自分は中学生の時パンク/ハードコアの洗礼を受け、以降どっぷりとその音楽探求に嵌っていった。当時日本のバンドで特に好きだったのが、80~90年代広島ハードコアシーンで活躍していたGUDON ”愚鈍”だった(*以下、GUDON)。ギタリストの自虐氏は、後にBASTARD、JUDGEMENTという世界的に影響を及ぼした伝説のハードコアバンドも率いるのだが、彼が数々の楽曲で編んだリフや音像は当時に於いても異端で、自分の音楽経験の上で不可欠な要素の一つとなっている。
一聴豪放なリフ回しも実は緻密に構築されており、繊細でインテリジェンスな表情もうかがえるプレイは独創的である。
自分は、昔からパンク/ハードコア関連のインタビューや記事を読みながら、その特異な音楽的側面、楽曲や音像がどのように生まれるのか、といった過程やその方法論についての情報(=秘密)をもっと知りたいと感じていた。
音楽ライターや批評家の視点ではなく、同じアーティストとして掘り下げられる話もある筈だと思い立ち、今回のインタビューに至った次第。
そして、実際に ”音楽の歴史の一部になっている”と自分が感じていた人物の話を聞く事は、多様化する世界での生き方としてシェアして良い事なのだと改めて認識した。
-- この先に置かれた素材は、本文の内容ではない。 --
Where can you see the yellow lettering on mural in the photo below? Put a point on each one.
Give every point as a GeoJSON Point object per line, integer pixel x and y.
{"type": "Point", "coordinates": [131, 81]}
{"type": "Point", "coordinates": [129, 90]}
今回のインタビューにあたり、こちらからの突然のオファーを快諾し、コンタクトを取ってくださったGUY氏と、長丁場にもかかわらず真摯に回答してくださった自虐氏のお二人に、この場も借りて深く感謝します。
なお、文中の人名表記等は、自虐氏の回答表記のままとさせていただいた。

Takeshi


ー まずは、1992年、2004年に続き、先日(2020年11月11日)16年ぶりに再発されたGUDONのディスコグラフィーアルバムについて幾つかお聞かせください。
今回はDVDも追加され、2014年に逝去されたヴォーカルのHAPPY氏の追悼盤としてもリリースされます。
結成時のオリジナルメンバー/ギタリストとして特別な思いも去来していると思います。
今回の再発について何かコメントがあればお願いします。

自虐(ZIGYAKU、以下 Z) : GUDONに関しては全部シン(GUY氏。ex.GUDON、現ORIGIN OF M、BLOOD SUCKER RECORDS オーナー)に任せてあるので、いつも「再発するね」って言われて、「はいどうぞ」って感じなので、HAPPYさんの七回忌って事も後から聞いて 「ああそうか」と。
HAPPYさんとは、俺がGUDON辞めてからは、正直あまり仲も良くなかったし、ほとんど交流も無かったんだけど、一緒にやってた時の事や、
亡くなる数日前にお見舞いに行った時の事とか色々思い出しました。
で、思ったのは、やっぱりあの人がやってきた事は後世に残しておくべきだなと。
とにかく、ある意味胡散臭くて、生き様も無茶苦茶だったんだけど、パンクを体現してた人だと思うし、あの独特の声や歌から感じるものは沢山あると思う。
なので、知らない若い世代の人達にも、是非この機会に聴いてほしいですね。

ー 今回の再発盤には2009年に新宿ロフトで行われた唯一の再結成ライブを収めたDVDが追加されています。
再結成ライブには自虐さんは出演していませんが、残念ながらHAPPY氏の入院により実現できなかった1年限りの限定再活動に参加したりといった計画などはあったんですか?

Z : そういう計画はなかったですね。
新宿ロフトでの再結成の時も、シンから「ギター弾いてほしい」って言われたんだけど、秒で断りました(笑)。
そもそも、再結成LIVEみたいな事があまり好きではなくて。
他のバンドで再結成やった時も最初は基本断ってて、長く熱く説得されるうちに「よし、じゃあやろう」って気持ちになったからであって。
GUDONはあまり説得されなかったんですよ。
2回位断ったら「ほうか、わかったわー」みたいな(笑)。

ー なるほど。では、もう一押しあったら参加していた可能性もあったかもしれないですね。
BASTARD、JUDGEMENTでは復活ライブを演ったのに、GUDONではなぜ演らないのだろう、と不思議に思ってたので。
“再結成LIVEみたいな事があまり好きではない”というのは、自虐さん的には”今出している音”もしくは”これから鳴らす音”が重要だからですか?
シーンから長らく離れてますが、そういった信念みたいなものは今もありますか?

Z : 信念とまでは言わないけど、肌感覚的にあまりやりたいと思わないんですよ、昔の名前で昔の曲ばかりやるって事を。
どうせやるなら新曲やったり、新しいバンドだったりする方がワクワクするというか。
実際BASTARDの復活の時は、音源を出す話もあったんですけど、スケジュール的に間に合わず実現しませんでした。
でもまあ、やったらやったでやっぱりLIVEは楽しいんですけどね。

ー GUDONの思い出深い曲があったら教えてください。またその曲にまつわるエピソードもあれば。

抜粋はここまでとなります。